Scottish Rock Garden Club Forum

Bulbs => Galanthus => Topic started by: Maggi Young on December 13, 2008, 09:41:03 PM

Title: Galanthus to identify, please
Post by: Maggi Young on December 13, 2008, 09:41:03 PM
Hello, just received these photos of a snowdrop that a Belgian Member would like to have identified..... who can help, please?
Click on the photos to enlarge them!
Title: Re: Galanthus to identify, please
Post by: mark smyth on December 13, 2008, 10:10:07 PM
Flowering now?

The leaves look like it could be a plicatus elwesii hybrid
Title: Re: Galanthus to identify, please
Post by: Maggi Young on December 13, 2008, 10:26:21 PM
I'm assuming so, until I hear otherwise!
Title: Re: Galanthus to identify, please
Post by: mark smyth on December 16, 2008, 12:06:20 PM
If it flowers now I suppose it is worth having in the collection. If it flowers in the main season to my eyes it's just another hybrid snowdrop
Title: Re: Galanthus to identify, please
Post by: Maggi Young on December 16, 2008, 12:10:49 PM
Yes, it is flowering now .
Title: Re: Galanthus to identify, please
Post by: Hagen Engelmann on December 16, 2008, 12:43:53 PM
Maggi, it could be a G. elwesii monostictus of the BARNES or HIEMALIS group. Here bloom also 2-3 cultivares with this background. Think, for a GexGp-Hybrid its too early ?!
Title: Re: Galanthus to identify, please
Post by: Maggi Young on December 16, 2008, 12:57:19 PM
Thank you, Hagen.

 As you know, my knowledge of all things Galanthus is minimal, but I did think that this was very early for a G. elwesii x G. plicatus  hybrid .  It seems quite a tall plant?
Title: Re: Galanthus to identify, please
Post by: mark smyth on December 16, 2008, 01:32:06 PM
Hagan the largest leaf is plicate
Title: Re: Galanthus to identify, please
Post by: Hagen Engelmann on December 16, 2008, 02:04:46 PM
No Mark, there is the pic only bad. All are convolut.
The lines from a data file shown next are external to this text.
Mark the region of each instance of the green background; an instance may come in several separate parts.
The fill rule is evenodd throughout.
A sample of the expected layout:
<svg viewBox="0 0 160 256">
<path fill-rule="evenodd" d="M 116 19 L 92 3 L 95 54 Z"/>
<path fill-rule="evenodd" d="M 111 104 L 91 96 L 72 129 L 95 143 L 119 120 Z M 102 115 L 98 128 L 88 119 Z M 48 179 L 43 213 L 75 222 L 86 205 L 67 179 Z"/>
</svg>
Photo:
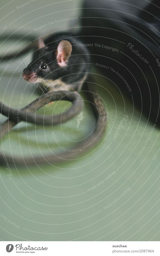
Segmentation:
<svg viewBox="0 0 160 256">
<path fill-rule="evenodd" d="M 18 19 L 8 26 L 8 33 L 15 31 L 20 24 L 23 27 L 20 32 L 32 31 L 38 36 L 46 33 L 44 29 L 33 32 L 33 27 L 40 25 L 40 23 L 42 25 L 77 15 L 80 18 L 79 10 L 76 9 L 80 6 L 79 1 L 40 8 L 44 5 L 44 1 L 37 1 L 16 10 L 16 7 L 22 3 L 13 1 L 2 9 L 4 17 L 15 10 L 3 19 L 3 27 Z M 51 3 L 45 1 L 45 5 Z M 37 8 L 40 9 L 32 11 Z M 75 9 L 61 11 L 71 9 Z M 51 15 L 45 16 L 54 11 L 60 12 L 52 14 L 52 18 Z M 34 19 L 37 19 L 33 22 Z M 52 28 L 48 27 L 47 29 L 56 31 L 76 26 L 72 22 L 64 22 Z M 9 43 L 12 45 L 11 40 Z M 7 43 L 4 44 L 2 50 L 6 50 L 8 46 Z M 18 49 L 20 46 L 17 47 Z M 20 68 L 22 59 L 16 58 L 1 79 L 0 100 L 7 105 L 17 108 L 22 93 L 24 93 L 22 106 L 39 96 L 34 86 L 26 87 L 20 75 L 29 58 L 23 57 L 24 64 Z M 7 63 L 1 63 L 1 71 Z M 93 68 L 91 72 L 96 74 L 97 71 Z M 127 97 L 122 96 L 111 81 L 100 75 L 93 75 L 108 114 L 103 139 L 75 160 L 34 167 L 11 166 L 11 180 L 7 176 L 6 167 L 1 166 L 2 240 L 159 240 L 160 154 L 155 160 L 152 159 L 160 147 L 159 129 L 154 128 L 145 149 L 140 154 L 153 124 L 148 122 L 135 106 L 133 107 Z M 53 137 L 53 131 L 61 146 L 67 149 L 75 143 L 74 141 L 85 137 L 92 131 L 96 121 L 85 93 L 81 94 L 86 101 L 84 118 L 78 129 L 77 115 L 61 126 L 56 126 L 54 130 L 50 127 L 44 128 L 42 126 L 35 127 L 22 122 L 20 131 L 15 127 L 9 135 L 4 137 L 1 151 L 6 155 L 20 156 L 46 153 L 50 150 L 59 152 Z M 57 103 L 44 107 L 39 112 L 43 114 L 45 110 L 45 114 L 52 115 L 53 109 L 54 114 L 57 113 L 68 106 L 67 102 Z M 124 115 L 128 116 L 127 121 L 124 122 L 114 141 Z M 5 120 L 2 117 L 2 120 Z M 104 181 L 113 172 L 114 174 Z M 92 187 L 95 188 L 87 192 Z M 129 191 L 121 198 L 128 188 Z"/>
</svg>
Have a look to the top, there are blurring both leaves.
Title: Re: Galanthus to identify, please
Post by: Paddy Tobin on December 16, 2008, 02:33:29 PM
I would suggest G. elwesii monostictus Hiemalis Group also.

Mark, I think the largest leaf is convolute but the photograph, with the way the plant is lying, does make it look plicate but, I think, it is only that the lower leaf in the photograph seems to be part of the upper leaf because of the angle of the shot.

Paddy
Title: Re: Galanthus to identify, please
Post by: Maggi Young on December 16, 2008, 02:43:51 PM
I would suggest G. elwesii monostictus Hiemalis Group also.

Mark, I think the largest leaf is convolute but the photograph, with the way the plant is lying, does make it look plicate but, I think, it is only that the lower leaf in the photograph seems to be part of the upper leaf because of the angle of the shot.

Paddy

I've just been having a closer look and I believe Hagen and Paddy are correct about the leaves.
Title: Re: Galanthus to identify, please
Post by: Maggi Young on December 16, 2008, 06:57:49 PM
I have information that the plant is flowering now, in a garden, not a pot. Here is a photo of the leaves, with a ruler for scale....
click the pic to enlarge....
[attachthumb=1]
Title: Re: Galanthus to identify, please
Post by: mark smyth on December 16, 2008, 07:32:07 PM
that snowdrop is not happy. Soon it will be dormant and may not appear again until this time 2009.
Title: Re: Galanthus to identify, please
Post by: mark smyth on December 16, 2008, 07:47:36 PM
Maggi tell your friend the snowdrop needs to be moved out of the sun and wind. The leaves must stay as green as possible and not allowed to dry out
Title: Re: Galanthus to identify, please
Post by: Alan_b on December 22, 2008, 11:29:14 AM
i thought 'Barnes' was in the G.elwesii var.Hiemalis group?

rob

Galanthus reginae olgae is an autumn-flowering snowdrop with some (early) spring-flowering varieties that are classed as a subspecies (ssp venalis).

Galanthus elwesii is a spring flowering (if January/February can be called spring) snowdrop with some varieties that flower earlier (in November and December).  The December-flowering ones are quite easy to find, even sometimes in garden centres, and are almost always with monostictus-type markings on the inner petals.  There are so many of these that they are classified as var. Hiemalis group, although I could not tell you why they are not ssp. Hiemalis by analogy with G. reginae olgae.

Within the var Hiemalis group there are a few named varieites and I would say 'Barnes' is one of those.  I don't think Hagen meant to imply otherwise.